Preserving family wealth is uppermost in many families’ minds. Therefore, knowing how structures created to hold family wealth will perform in the event of a family member divorcing is crucial.
Unfortunately, the treatment of trusts on a beneficiary divorcing is to some extent uncertain. The legislation is clear enough: anyone with an irrevocable, fixed interest in a trust (e.g. life tenant/capital remainderman) can have their interest transferred to their spouse or child in the event of a divorce or separation. The terms of ‘nuptial settlements’, be they discretionary or fixed interest, can also be varied to permit a spouse and/or children to benefit. Therefore, trusts that want to remain outside the divorce courts will take care not to be regarded as nuptial settlements. However, this can be difficult to achieve as, if there is some connection between the trust and a spouse to the marriage, in that capacity, the court has shown itself to be capable of some creative thinking if it decides that it needs to find that a trust is a nuptial settlement. There is no statutory definition of a nuptial settlement for these purposes – the matter is entirely caselaw driven, so the boundaries of what constitutes a nuptial settlement are still being explored.
Trusts can also run into trouble if they act as a financial resource for the family, which is often the case, of course, as that is what trusts are meant to do. However, the way in which the trust has been administered can prove decisive. The 2011 case of Whaley v Whaley makes the point. Two trusts were involved, containing funds originally settled by the husband’s father. The wife had never been a beneficiary of either of them and the trustees had no power to add her as a beneficiary. However, the husband was a beneficiary of one and could be added to the second. The husband appealed against being ordered by the court to hand over £3 million to his former wife as he would need a handout from the trusts to meet this demand, yet the trustees would be reluctant to hand over the money to him if they thought it would be passed straight over to a non beneficiary, the wife.

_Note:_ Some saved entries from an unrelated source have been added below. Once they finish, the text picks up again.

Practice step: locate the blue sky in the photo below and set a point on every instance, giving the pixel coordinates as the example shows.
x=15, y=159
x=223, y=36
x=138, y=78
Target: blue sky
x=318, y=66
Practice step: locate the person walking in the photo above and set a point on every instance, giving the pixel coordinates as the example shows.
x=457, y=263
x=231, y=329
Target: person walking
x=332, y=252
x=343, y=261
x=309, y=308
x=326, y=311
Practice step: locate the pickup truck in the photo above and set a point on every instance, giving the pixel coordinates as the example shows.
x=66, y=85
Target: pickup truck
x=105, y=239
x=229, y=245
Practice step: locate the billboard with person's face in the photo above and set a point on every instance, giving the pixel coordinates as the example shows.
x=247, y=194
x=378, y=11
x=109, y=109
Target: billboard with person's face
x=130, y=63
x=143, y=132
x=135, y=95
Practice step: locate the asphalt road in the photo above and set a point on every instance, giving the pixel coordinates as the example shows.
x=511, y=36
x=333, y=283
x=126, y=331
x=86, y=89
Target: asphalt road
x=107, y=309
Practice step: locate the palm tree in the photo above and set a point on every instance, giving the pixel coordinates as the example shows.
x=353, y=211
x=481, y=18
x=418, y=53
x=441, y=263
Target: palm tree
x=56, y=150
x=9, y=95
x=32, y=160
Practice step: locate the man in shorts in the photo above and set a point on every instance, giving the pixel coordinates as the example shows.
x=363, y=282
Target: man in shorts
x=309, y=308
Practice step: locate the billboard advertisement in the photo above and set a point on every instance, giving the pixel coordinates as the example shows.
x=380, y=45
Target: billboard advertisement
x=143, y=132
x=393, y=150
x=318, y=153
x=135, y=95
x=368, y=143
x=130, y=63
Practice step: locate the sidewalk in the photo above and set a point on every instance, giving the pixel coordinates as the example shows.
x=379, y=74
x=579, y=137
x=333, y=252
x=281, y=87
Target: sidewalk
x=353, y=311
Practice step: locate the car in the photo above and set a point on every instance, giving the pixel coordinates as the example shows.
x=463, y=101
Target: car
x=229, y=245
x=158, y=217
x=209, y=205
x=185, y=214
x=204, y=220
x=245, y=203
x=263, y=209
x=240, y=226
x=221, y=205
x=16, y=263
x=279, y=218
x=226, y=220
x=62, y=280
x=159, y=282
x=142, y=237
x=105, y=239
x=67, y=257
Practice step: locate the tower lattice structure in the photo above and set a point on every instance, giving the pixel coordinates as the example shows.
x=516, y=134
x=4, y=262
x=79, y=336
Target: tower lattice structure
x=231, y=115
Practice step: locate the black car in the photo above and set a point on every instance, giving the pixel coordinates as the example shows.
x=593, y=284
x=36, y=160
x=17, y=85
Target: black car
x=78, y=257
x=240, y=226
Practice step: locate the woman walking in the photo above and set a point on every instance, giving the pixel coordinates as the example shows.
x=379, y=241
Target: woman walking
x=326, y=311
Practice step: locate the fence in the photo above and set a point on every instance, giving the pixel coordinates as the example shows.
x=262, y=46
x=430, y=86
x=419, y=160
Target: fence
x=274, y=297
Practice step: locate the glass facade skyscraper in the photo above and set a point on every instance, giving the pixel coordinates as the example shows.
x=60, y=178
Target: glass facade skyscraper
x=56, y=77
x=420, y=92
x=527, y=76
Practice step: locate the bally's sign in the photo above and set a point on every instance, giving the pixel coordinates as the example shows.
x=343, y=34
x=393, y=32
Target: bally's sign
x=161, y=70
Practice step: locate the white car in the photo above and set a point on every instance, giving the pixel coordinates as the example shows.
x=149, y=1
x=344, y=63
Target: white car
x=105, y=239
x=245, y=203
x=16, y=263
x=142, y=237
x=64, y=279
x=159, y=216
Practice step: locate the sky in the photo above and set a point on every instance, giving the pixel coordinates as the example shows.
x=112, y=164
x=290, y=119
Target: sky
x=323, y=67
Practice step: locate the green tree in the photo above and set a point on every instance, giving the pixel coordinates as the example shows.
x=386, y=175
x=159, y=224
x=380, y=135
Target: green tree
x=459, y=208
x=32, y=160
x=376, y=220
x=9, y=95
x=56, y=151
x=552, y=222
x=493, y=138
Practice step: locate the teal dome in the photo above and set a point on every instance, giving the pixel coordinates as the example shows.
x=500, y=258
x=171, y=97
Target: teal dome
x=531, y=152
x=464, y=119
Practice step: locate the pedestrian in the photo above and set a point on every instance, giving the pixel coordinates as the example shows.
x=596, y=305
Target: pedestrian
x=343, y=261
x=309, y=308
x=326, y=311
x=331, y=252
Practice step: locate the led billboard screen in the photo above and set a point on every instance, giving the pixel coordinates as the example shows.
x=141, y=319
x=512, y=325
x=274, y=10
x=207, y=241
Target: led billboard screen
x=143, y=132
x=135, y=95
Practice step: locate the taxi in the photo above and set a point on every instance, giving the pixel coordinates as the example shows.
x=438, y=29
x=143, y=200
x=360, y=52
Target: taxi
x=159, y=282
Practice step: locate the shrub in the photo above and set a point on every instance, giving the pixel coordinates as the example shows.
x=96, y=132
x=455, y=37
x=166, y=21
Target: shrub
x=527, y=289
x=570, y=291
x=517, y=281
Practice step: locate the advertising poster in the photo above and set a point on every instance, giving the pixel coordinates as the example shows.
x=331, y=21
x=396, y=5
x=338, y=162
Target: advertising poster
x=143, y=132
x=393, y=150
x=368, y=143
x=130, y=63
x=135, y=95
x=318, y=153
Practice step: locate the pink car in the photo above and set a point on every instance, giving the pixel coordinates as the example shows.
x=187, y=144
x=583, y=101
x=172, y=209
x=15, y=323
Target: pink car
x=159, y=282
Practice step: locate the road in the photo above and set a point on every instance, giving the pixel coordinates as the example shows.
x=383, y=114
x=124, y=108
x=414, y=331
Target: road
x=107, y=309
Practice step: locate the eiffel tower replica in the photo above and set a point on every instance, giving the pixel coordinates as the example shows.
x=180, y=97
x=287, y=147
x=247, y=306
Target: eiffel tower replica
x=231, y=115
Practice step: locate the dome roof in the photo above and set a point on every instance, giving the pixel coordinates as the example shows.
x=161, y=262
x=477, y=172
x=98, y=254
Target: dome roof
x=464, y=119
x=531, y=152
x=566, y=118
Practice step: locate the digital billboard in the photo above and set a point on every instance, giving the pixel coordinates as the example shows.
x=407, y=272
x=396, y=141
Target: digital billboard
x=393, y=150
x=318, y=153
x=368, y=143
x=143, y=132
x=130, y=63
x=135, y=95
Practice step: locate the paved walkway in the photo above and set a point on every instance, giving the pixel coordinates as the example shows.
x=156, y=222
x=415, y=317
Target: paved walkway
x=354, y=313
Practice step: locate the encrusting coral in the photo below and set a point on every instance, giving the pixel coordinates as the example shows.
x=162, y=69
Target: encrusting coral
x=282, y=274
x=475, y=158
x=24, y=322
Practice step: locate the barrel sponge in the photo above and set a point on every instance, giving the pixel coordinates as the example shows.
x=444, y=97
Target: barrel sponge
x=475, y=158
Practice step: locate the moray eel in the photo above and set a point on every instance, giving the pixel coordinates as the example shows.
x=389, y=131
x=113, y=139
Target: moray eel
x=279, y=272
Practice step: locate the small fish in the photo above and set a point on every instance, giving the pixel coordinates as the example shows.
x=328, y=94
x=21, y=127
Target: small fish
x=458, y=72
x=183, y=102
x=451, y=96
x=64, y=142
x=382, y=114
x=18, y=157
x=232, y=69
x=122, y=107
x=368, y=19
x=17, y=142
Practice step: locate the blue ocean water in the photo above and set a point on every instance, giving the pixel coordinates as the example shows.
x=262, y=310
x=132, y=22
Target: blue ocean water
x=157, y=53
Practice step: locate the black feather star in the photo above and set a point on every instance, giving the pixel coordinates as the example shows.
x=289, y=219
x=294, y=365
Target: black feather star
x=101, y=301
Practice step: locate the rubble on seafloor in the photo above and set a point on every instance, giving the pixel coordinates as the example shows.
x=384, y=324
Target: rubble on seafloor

The court was not moved by this argument. It looked back over the trust administration and noted that:
- the father’s letter of wishes was explicit in expecting the trustees to treat the trust assets as though they were under the husband’s control;
- not surprisingly therefore, the trustees had a habit of following the husband's instructions without question; and
- the protectors, whose consent was needed for distributions, had been put into that role because they were ‘wholly supportive of the husband’ and could be relied upon to do his bidding.
The legislative test is essentially whether the trust is likely to carry on acting as a financial resource for the family in the foreseeable future. In this case, past performance was definitely treated as a guide to future returns! The court found both trusts were to be regarded as financial resources.
In the 2013 case of Prest v Petrodel, the Supreme Court declined to find that a company that held family wealth could be regarded as a nuptial settlement. Companies can also be used to hold family wealth in appropriate circumstances (see my 28.8.14 blog: Fed up with trusts? Try a FIC!). If you want to protect family wealth from divorce, the Prest case suggests that FICs have the edge over trusts. Trusts can be vulnerable on two counts (nuptial settlements/financial resource) but FICs are only vulnerable on one (financial resource).